JP5782126B2 - Fuel cell system - Google Patents

Description

  The invention relates to a fuel cell system comprising at least one fuel cell of the type described in the preamble of claim 1.

  Fuel cell systems are known in the general prior art. These fuel cell systems are often operated so that a large amount of fresh hydrogen is provided to the anode side of the fuel cell when operation of the fuel cell is required, particularly when having a series of PEM fuel cells. This facilitates an even distribution of hydrogen within the anode chamber of the fuel cell and allows ideal use of the active material and electrodes on the entire surface of the available membrane. The exhaust gas flowing out of the anode chamber typically contains excess hydrogen and an inert gas, particularly nitrogen, which diffuses through the fuel cell membrane into the anode chamber. Moreover, some of the product water present in the fuel cell is collected in the region of the anode chamber and is distributed with it by the anode exhaust gas. Thus, in order to avoid wasting hydrogen present in the anode exhaust gas, the exhaust gas is led back from the anode to the anode inlet and, along with fresh hydrogen, back to the fuel cell anode chamber.
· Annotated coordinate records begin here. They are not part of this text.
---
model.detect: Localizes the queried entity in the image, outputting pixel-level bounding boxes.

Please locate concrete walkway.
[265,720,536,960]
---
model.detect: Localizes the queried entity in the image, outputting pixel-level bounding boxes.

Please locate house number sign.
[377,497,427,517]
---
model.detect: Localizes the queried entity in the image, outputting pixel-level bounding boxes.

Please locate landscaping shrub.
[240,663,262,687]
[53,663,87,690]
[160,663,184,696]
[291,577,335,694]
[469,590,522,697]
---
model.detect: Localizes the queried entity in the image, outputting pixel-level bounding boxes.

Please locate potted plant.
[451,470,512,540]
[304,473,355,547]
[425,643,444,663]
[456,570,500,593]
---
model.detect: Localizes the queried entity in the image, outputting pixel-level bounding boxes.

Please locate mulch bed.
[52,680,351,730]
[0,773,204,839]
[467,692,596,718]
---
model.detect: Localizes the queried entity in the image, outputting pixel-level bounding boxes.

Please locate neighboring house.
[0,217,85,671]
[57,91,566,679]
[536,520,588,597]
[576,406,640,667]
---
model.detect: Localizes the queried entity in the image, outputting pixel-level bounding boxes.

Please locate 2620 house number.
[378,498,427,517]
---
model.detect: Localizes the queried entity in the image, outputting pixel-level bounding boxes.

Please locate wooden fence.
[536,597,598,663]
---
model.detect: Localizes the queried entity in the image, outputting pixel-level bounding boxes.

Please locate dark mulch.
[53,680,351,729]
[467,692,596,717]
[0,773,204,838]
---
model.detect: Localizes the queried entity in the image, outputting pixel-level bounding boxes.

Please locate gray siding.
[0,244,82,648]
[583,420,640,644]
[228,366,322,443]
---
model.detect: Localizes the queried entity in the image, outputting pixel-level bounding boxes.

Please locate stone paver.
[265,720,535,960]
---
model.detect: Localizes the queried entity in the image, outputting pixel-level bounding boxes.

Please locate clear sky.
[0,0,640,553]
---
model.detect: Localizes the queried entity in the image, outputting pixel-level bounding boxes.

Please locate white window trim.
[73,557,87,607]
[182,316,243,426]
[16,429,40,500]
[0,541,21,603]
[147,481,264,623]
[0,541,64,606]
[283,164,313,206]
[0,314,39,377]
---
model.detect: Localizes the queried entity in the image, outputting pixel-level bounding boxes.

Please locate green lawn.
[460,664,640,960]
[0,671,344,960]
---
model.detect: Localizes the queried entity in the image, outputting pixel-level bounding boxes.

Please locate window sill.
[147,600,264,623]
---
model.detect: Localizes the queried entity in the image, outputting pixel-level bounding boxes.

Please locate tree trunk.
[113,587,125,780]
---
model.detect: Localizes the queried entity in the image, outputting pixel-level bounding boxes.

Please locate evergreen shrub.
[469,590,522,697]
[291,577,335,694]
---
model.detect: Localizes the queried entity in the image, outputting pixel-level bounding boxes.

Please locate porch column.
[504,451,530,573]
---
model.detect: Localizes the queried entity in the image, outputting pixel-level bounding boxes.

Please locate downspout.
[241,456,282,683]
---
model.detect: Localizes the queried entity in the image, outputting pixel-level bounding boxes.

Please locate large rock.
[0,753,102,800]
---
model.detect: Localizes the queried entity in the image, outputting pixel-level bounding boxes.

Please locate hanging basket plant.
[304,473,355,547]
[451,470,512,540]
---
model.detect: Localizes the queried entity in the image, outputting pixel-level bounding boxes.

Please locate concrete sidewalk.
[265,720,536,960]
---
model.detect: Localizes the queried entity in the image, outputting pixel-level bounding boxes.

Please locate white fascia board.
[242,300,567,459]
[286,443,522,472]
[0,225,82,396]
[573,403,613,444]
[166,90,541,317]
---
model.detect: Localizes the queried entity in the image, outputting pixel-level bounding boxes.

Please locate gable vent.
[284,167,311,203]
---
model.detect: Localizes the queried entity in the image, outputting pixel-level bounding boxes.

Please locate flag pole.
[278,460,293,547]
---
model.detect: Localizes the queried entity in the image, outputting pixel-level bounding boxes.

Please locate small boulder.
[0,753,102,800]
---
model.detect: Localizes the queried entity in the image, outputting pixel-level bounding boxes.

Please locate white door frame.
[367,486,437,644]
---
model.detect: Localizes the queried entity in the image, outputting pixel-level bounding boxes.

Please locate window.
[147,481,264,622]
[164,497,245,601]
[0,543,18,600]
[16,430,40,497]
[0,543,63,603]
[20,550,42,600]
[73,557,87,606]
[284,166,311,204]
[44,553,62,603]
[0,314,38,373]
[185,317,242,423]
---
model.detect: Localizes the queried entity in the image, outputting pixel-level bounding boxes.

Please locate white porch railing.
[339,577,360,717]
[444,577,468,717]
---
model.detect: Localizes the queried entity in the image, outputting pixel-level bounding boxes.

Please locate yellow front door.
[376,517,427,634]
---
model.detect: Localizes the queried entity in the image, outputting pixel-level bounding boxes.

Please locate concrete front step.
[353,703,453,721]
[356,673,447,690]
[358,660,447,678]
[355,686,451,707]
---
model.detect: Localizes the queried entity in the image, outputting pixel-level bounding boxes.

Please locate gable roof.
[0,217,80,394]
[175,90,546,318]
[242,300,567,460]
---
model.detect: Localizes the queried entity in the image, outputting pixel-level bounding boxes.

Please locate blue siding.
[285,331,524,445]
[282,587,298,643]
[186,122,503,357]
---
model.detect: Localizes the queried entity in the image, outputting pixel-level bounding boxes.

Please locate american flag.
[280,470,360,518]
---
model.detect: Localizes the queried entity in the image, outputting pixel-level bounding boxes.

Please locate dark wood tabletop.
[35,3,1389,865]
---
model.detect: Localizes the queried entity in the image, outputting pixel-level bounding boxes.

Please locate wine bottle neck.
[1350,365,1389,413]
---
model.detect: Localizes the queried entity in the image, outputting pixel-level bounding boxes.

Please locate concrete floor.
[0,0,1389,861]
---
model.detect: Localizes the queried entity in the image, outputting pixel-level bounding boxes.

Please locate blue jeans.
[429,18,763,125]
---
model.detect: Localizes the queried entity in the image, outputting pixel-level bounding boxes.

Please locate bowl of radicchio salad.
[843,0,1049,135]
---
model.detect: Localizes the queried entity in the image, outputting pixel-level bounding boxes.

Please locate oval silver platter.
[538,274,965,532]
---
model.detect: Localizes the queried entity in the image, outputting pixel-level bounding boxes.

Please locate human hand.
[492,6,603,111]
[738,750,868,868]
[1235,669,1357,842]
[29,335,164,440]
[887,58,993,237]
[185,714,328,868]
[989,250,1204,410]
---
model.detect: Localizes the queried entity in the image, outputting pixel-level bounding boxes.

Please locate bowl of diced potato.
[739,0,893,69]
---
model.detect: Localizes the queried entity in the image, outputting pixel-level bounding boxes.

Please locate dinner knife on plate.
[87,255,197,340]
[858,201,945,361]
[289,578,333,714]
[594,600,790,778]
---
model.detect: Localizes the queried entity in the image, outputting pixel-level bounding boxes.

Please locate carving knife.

  This structure with a so-called anode circuit or anode loop requires a water separator to separate the water accumulated in the anode circuit. Moreover, the gas should be released from the anode circuit continuously with a minimum volume flow or sometimes with a correspondingly larger volume flow, which is the operation of the fuel cell in the anode circuit. This is because nitrogen and other inert gases are allowed to flow out from the anode circuit in order to ensure that the concentration of hydrogen is always sufficiently high.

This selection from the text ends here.